Data-driven molecular modeling with the generalized Langevin equation

TL;DR

This paper introduces a data-driven rational approximation for the generalized Langevin equation to efficiently model complex molecular dynamics, enabling better coarse-grained simulations of intricate molecular systems.

Contribution

It extends previous GLE-based modeling to complex molecules by developing a data-driven approximation that captures memory effects more efficiently.

Findings

Accurately approximates the GLE for complex molecules

Matches exact methods in autocorrelation predictions

Improves simulation efficiency for high-dimensional systems

Abstract

The complexity of molecular dynamics simulations necessitates dimension reduction and coarse-graining techniques to enable tractable computation. The generalized Langevin equation (GLE) describes coarse-grained dynamics in reduced dimensions. In spite of playing a crucial role in non-equilibrium dynamics, the memory kernel of the GLE is often ignored because it is difficult to characterize and expensive to solve.

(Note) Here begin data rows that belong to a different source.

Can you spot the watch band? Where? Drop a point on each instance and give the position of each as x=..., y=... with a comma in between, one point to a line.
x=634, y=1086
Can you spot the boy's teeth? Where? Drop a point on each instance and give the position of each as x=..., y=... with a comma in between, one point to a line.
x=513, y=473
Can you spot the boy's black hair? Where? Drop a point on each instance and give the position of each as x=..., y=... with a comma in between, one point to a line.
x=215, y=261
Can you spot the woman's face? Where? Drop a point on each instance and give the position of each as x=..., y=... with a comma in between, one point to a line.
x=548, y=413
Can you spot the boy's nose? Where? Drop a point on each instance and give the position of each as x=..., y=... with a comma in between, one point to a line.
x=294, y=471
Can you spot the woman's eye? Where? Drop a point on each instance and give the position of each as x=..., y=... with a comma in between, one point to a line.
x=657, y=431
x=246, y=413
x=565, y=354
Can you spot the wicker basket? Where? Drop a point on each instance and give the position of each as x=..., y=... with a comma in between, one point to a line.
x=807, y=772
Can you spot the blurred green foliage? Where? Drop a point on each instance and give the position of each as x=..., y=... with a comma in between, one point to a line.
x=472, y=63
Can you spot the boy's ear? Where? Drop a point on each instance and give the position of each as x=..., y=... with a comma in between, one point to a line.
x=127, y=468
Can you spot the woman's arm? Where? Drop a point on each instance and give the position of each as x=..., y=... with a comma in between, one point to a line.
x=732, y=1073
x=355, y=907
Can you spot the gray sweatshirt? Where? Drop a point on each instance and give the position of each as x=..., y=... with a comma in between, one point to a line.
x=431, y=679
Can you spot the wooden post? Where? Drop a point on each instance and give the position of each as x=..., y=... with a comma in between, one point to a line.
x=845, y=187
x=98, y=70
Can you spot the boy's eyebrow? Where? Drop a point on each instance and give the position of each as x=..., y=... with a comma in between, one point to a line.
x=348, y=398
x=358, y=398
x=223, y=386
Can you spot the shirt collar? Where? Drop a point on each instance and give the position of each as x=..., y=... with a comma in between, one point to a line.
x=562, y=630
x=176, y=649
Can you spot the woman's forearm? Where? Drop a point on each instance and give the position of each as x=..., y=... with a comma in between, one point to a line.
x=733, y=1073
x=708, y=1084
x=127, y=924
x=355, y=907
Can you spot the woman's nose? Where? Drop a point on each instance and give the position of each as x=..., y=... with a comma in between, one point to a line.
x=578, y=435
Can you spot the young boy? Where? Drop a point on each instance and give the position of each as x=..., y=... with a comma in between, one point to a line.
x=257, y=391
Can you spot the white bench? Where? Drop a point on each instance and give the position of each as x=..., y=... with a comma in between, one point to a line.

To address these issues, we construct a data-driven rational approximation to the GLE. Building upon previous work leveraging the GLE to simulate simple systems, we extend these results to more complex molecules, whose many degrees of freedom and complicated dynamics require approximation methods. We demonstrate the effectiveness of our approximation by testing it against exact methods and comparing observables such as autocorrelation and transition rates.